The first two are The Song of Songs and Proverbs, which begins “[These are] The proverbs of Solomon, the son of David, king of Israel.” The third is Kohelet or Ecclesiastes, whose opening verse is, “[These are] The words of Kohelet the son of David, king in Jerusalem.”
The Hebrew word kohelet, which occurs nowhere else in the Bible, is an enigmatic one, a grammatically feminine noun formed from kahal, “congregation” or “audience,” and commonly taken to mean a preacher or someone addressing a crowd. Jewish tradition, and Christianity in its wake, assumed that this preacher-king was Solomon and that he wrote the erotically passionate Songs of Songs when he was young; Proverbs, with its sententious wisdom, in middle age, and Kohelet when he was old and disillusioned.
It was, as far as I can determine, the pioneer English Bible translator John Wycliffe (1320–1384) who first decided to insert Solomon into the title of The Song of Songs. In this he departed from both the Hebrew Bible and the Latin Vulgate, which imitated shir-hashirim with Canticum Canticorum. Wycliffe, on the other hand, called the poem “The Song of Solomon” while reducing its first line to “Here beginneth the song of songs,” and the King James Version retained Wycliffe’s title, as did most of the other English Bibles that followed.
From a Jewish point of view, there is nothing particularly objectionable about this. As a modern reader of the Bible, however, I find “The Songs of Songs” greatly preferable to “The Song of Solomon.” This is not only because the introductory attribution to Solomon was clearly tacked on by a later editor.

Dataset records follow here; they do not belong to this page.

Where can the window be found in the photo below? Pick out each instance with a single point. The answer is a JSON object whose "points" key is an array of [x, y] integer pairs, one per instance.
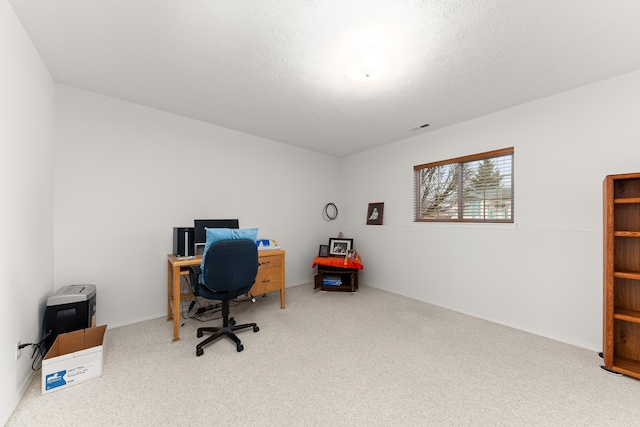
{"points": [[477, 188]]}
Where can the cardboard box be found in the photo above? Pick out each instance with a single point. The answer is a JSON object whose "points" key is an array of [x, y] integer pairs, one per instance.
{"points": [[74, 357]]}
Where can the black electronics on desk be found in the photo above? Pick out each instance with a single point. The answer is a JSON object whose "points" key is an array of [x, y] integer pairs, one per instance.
{"points": [[183, 243]]}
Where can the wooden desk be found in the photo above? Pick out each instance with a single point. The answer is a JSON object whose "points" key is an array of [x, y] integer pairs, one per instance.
{"points": [[270, 278]]}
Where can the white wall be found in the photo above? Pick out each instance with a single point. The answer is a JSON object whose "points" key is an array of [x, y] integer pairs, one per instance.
{"points": [[26, 191], [125, 175], [543, 274]]}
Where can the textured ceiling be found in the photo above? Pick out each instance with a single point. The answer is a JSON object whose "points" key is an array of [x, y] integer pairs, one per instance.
{"points": [[276, 68]]}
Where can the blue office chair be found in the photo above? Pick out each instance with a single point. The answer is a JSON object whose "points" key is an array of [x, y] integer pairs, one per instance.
{"points": [[229, 270]]}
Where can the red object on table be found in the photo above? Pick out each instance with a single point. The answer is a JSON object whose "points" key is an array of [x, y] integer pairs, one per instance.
{"points": [[340, 262]]}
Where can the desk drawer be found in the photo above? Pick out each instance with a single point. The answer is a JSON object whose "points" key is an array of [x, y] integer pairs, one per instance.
{"points": [[267, 280], [270, 261]]}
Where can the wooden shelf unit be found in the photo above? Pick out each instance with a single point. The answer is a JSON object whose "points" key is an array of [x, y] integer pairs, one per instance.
{"points": [[348, 277], [621, 301]]}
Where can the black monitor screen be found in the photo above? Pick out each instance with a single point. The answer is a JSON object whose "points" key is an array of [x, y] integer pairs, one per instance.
{"points": [[200, 235]]}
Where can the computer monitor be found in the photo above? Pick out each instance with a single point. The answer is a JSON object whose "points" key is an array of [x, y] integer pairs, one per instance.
{"points": [[200, 234]]}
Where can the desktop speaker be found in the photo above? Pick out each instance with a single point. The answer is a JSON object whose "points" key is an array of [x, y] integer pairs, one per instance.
{"points": [[183, 241]]}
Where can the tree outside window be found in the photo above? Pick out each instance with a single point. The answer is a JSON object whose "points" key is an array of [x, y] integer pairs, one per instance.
{"points": [[476, 188]]}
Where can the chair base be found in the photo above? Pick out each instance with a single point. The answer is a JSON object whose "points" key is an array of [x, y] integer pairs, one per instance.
{"points": [[227, 330]]}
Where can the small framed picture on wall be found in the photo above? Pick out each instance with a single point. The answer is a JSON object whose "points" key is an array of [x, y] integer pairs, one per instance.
{"points": [[374, 213], [324, 251]]}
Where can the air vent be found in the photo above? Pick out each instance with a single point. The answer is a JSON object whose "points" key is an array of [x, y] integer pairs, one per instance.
{"points": [[419, 127]]}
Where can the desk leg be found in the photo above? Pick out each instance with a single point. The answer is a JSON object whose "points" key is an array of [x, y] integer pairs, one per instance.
{"points": [[176, 303], [169, 289]]}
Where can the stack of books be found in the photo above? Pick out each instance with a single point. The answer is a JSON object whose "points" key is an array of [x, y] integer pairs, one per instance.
{"points": [[332, 281]]}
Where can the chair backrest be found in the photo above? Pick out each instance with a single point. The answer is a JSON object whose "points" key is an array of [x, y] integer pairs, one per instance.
{"points": [[230, 265]]}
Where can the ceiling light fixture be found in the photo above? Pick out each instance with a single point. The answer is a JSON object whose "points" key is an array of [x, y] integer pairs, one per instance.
{"points": [[419, 127]]}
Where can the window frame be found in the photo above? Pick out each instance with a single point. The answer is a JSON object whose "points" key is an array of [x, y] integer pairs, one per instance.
{"points": [[459, 162]]}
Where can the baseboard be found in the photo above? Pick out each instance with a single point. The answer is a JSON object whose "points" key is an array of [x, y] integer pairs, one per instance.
{"points": [[136, 320], [8, 411]]}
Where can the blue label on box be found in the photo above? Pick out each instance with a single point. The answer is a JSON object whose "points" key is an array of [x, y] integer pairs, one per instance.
{"points": [[56, 379]]}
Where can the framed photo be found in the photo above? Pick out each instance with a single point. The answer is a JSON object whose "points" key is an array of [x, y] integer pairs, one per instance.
{"points": [[353, 254], [374, 213], [339, 247], [324, 251]]}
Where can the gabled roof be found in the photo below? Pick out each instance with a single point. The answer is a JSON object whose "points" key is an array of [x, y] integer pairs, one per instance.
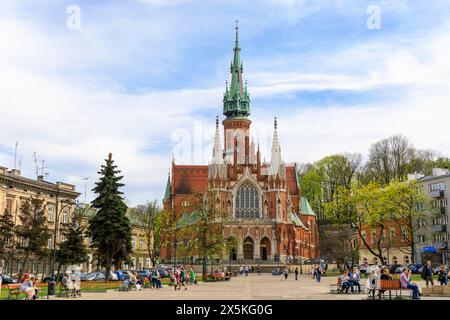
{"points": [[168, 190], [297, 220], [188, 218], [306, 207]]}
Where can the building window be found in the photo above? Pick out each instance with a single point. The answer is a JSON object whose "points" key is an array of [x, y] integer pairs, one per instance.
{"points": [[437, 186], [441, 203], [9, 203], [185, 203], [50, 213], [247, 202], [421, 223], [374, 236], [440, 220], [392, 234], [65, 217], [404, 233]]}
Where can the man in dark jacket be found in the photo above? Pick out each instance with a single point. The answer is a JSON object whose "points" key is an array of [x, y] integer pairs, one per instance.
{"points": [[427, 273]]}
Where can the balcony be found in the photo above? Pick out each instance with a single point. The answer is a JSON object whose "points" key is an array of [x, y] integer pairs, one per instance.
{"points": [[437, 194], [439, 228], [441, 245]]}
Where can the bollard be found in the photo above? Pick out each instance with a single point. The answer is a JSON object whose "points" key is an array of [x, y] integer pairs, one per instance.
{"points": [[51, 287]]}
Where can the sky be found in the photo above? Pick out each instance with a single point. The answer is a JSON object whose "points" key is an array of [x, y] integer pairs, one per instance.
{"points": [[144, 80]]}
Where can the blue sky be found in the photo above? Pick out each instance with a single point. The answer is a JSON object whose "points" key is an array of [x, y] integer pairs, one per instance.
{"points": [[140, 75]]}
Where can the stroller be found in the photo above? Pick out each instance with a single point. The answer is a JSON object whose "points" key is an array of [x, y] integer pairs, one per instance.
{"points": [[126, 286]]}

It is even more so because the poem is for the most part the dialogue of two nameless lovers, a young man and a young woman, and while King Solomon appears in it several times, he does so as a shadowy potentate threatening their romance, whether because he covets the young woman for himself or because he represents the world of power and authority that looks askance at their youthful sexuality.
Consider the poem’s next-to-last lines: “Solomon had a vineyard at Ba’al-Hamon. He let the vineyard out to keepers — everyone for its fruit was to bring a thousand pieces of silver.
“My vineyard, which is mine, is before me. Thou, O Solomon, take thy thousand.”
It is not clear whether the last line is spoken by the young woman, who is proudly announcing that, unlike all the concubines whom King Solomon commands (“Ba’al Hamon” in Hebrew means “owner of plenty”), she will grant her favors only to her true love, or by the young man, who is boasting that his lover is his alone and will be shared with no one, not even a king.
One thing, however, is clear: This is not the song of Solomon. It is — in its beauty, its tenderness and its exquisite awareness of the excitement and vulnerability of young love — the Bible’s song of songs.